Already had this argument. The Constitution is clear, States can not split , can not change forms of Government, can not make treaties or make money or have a whole list of don't does. All clearly imply that a State can not leave the Union with out the permission of said Union. Otherwise the Document is absolutely useless. Since as soon as the federal Government does something a State does not like they just leave. That would invalidate the entire concept of a Union and the entire concept that the federal Government is the Supreme Law of the land.
 
Already had this argument. The Constitution is clear, States can not split , can not change forms of Government, can not make treaties or make money or have a whole list of don't does. All clearly imply that a State can not leave the Union with out the permission of said Union. Otherwise the Document is absolutely useless. Since as soon as the federal Government does something a State does not like they just leave. That would invalidate the entire concept of a Union and the entire concept that the federal Government is the Supreme Law of the land.
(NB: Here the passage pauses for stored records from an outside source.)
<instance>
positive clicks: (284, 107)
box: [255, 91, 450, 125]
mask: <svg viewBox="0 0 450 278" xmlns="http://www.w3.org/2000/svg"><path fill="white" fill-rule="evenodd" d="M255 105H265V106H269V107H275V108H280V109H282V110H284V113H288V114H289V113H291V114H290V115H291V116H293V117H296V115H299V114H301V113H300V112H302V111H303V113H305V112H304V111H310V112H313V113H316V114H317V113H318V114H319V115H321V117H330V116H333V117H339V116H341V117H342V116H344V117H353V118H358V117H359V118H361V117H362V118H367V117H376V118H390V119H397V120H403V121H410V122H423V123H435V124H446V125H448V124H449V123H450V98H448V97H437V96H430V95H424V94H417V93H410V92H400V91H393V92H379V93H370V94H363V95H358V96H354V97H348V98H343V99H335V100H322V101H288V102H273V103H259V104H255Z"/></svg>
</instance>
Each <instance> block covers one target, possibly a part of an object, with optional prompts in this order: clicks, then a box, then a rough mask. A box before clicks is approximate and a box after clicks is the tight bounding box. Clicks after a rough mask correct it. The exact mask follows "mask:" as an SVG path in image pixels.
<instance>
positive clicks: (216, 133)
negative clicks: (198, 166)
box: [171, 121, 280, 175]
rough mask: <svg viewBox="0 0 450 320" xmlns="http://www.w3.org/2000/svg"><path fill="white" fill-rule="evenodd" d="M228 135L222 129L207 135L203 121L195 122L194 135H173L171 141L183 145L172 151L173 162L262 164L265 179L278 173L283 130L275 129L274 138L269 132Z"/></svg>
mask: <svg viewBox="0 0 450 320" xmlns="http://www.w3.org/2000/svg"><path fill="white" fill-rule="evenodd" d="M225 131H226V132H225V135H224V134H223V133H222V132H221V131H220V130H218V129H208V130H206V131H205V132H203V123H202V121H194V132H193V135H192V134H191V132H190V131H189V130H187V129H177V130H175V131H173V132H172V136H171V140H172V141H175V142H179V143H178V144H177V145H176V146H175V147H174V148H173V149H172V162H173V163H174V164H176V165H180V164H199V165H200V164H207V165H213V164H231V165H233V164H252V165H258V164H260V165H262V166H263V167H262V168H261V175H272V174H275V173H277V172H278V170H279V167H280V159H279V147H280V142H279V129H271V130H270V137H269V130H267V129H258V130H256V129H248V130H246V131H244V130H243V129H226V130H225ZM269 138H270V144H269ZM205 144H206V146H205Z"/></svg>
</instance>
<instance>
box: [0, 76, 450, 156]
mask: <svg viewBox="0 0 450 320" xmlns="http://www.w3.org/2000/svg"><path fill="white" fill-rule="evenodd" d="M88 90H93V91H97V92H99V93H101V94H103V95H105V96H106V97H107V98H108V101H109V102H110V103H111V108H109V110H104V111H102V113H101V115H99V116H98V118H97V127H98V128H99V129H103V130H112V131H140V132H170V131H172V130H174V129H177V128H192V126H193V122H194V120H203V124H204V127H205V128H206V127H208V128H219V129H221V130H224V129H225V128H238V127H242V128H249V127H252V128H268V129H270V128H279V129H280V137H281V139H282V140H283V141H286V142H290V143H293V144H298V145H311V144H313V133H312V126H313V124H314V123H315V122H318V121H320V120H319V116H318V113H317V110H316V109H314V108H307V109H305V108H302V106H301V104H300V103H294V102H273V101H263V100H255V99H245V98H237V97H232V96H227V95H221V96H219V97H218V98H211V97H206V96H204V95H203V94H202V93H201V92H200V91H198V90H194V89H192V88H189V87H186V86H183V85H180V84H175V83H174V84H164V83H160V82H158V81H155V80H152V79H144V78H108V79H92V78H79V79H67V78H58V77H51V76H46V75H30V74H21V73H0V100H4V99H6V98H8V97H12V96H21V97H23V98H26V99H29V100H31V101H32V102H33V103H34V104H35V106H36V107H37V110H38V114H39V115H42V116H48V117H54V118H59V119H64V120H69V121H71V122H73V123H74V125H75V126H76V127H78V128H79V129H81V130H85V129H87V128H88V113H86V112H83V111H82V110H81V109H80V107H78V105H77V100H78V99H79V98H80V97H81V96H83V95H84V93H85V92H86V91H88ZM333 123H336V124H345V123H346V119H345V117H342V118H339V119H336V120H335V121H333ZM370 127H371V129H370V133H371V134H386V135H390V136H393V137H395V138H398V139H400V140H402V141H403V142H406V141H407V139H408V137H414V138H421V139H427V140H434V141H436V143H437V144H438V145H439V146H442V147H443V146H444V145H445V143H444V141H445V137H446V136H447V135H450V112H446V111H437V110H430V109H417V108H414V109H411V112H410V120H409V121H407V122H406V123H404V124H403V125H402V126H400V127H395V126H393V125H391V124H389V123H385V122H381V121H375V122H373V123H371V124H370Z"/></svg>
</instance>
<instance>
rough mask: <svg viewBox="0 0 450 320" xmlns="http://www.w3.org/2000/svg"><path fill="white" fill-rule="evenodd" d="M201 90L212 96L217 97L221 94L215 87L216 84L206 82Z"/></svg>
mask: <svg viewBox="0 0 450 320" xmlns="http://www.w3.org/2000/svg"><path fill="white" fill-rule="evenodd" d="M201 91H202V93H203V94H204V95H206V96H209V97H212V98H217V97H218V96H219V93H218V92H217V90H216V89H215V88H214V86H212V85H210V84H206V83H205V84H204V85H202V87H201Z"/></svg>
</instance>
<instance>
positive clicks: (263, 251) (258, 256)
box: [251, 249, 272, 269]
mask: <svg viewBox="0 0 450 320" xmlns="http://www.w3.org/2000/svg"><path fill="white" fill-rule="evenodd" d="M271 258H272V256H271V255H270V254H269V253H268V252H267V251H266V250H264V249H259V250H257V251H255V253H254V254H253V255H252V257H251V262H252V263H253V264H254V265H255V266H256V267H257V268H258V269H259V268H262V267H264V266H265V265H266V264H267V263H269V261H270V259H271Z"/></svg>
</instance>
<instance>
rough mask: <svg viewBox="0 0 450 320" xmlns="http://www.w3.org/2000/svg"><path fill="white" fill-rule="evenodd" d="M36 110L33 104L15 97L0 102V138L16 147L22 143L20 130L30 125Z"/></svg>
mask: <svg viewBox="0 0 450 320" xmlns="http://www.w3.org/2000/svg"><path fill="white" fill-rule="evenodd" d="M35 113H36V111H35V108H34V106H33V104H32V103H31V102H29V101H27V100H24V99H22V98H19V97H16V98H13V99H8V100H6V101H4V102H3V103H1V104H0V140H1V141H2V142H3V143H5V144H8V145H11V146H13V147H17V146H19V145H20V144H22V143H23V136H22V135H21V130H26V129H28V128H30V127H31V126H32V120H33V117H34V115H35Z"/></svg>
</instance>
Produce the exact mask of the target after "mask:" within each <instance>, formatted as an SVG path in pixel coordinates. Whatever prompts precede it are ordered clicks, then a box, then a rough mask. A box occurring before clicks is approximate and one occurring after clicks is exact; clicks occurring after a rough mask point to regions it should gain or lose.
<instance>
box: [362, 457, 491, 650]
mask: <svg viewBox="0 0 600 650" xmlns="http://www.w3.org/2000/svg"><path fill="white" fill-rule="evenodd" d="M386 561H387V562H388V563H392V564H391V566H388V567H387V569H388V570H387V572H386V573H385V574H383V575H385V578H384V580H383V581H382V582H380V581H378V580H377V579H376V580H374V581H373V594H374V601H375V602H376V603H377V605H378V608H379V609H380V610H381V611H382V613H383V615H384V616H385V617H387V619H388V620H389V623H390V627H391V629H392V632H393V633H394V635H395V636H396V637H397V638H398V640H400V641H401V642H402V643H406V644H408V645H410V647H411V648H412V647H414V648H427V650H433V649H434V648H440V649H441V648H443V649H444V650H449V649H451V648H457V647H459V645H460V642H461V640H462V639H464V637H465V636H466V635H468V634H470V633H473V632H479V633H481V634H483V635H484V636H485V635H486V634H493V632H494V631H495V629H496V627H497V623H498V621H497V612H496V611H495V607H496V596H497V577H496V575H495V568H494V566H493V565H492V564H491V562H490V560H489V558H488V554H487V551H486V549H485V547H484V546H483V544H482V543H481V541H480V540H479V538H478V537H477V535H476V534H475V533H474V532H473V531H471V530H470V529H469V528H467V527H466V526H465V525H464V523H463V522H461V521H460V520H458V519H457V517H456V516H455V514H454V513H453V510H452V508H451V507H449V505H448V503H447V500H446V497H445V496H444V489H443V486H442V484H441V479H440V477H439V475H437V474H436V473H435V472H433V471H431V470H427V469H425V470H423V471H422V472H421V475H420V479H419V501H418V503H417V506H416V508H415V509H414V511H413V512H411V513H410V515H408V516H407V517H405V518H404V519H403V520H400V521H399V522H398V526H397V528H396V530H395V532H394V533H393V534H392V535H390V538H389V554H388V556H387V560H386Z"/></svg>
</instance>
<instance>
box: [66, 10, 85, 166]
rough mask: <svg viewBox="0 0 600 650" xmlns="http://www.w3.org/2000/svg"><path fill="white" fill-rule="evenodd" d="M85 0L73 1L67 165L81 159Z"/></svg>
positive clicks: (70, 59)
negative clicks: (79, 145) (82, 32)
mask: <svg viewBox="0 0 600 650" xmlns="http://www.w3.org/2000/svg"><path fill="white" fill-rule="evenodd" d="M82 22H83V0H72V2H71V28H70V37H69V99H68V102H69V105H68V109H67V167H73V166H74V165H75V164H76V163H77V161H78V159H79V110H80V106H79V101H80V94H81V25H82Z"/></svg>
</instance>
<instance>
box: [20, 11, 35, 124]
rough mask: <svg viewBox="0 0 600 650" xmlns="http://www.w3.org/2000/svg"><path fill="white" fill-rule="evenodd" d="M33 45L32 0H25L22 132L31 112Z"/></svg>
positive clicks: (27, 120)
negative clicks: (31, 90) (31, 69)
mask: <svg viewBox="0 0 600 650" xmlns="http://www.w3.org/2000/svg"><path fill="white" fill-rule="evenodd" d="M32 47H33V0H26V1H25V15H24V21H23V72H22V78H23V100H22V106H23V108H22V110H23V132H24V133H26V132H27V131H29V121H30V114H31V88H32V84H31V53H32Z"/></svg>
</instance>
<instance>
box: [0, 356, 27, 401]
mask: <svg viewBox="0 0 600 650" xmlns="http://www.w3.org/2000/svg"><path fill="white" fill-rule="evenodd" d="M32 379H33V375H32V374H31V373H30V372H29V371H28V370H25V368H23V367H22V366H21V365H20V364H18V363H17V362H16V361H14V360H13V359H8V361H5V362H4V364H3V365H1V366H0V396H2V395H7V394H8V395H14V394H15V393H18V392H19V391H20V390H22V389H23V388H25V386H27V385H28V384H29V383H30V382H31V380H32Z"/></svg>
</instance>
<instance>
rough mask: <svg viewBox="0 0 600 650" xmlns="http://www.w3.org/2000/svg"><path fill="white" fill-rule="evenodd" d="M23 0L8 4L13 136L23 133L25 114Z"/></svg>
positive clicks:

Simple. to the point. accurate argument.

and from RGS... Hades must be freezing.
 
250px-FGEPeterbusUnum.png


No...you are pretty much wrong. You don't get to just secede and say "naah, now I'm my own country".

Where does it say that?
 
It establishes that the States have no right within the Constitution to leave the Union without permission. The decision is final until a new decision is made or an amendment is applied to the Constitution invalidating the decision.

Lincoln settled the matter by force of arms prior to the case, so what?

Using your logic if Joe Robber steals your car until he is tried and convicted he committed no crime and his actions were legal until the court ruled on the case. So why again to we get to put people in jail before convicting them? Why do we even get to arrest them? By your logic no crime has been committed.

It set a legal precedent 4 years after the war that actually decided the issue, right or wrong, by force of arms.

Your analogy has nothing to do with my logic, for the second time today. You are ignoring my point and tapdancing around it.

NO law stated that states could not secede. What y'all keep leaving out about the 10th Amendment is it states all powers not granted specifically to the Federal government fall to the states. No law granted specifically to the Federal government the right to stop states from seceding, nor did it grant the Federal government the right to keep those states in the Union by force.

No such legislation existed. Period. There was no legal basis for Lincoln's belief that the Federal government had that right, nor his subsequent actions.

What the Supreme Court decided after the fact is irrelevant to Lincoln's actions at the time. There is no legal basis for the Supreme Court's decision, as I have already shown ... not without having to assume much. "Assume" is not an Amendment to the Constitution, nor is it a legal basis for law. Take it to court and see how far you get.

I'm done here. I'm tired of repeating myself and getting nothing but twisted crap in response. You're so determined to be right you aren't looking at the facts staring you squarely in the face.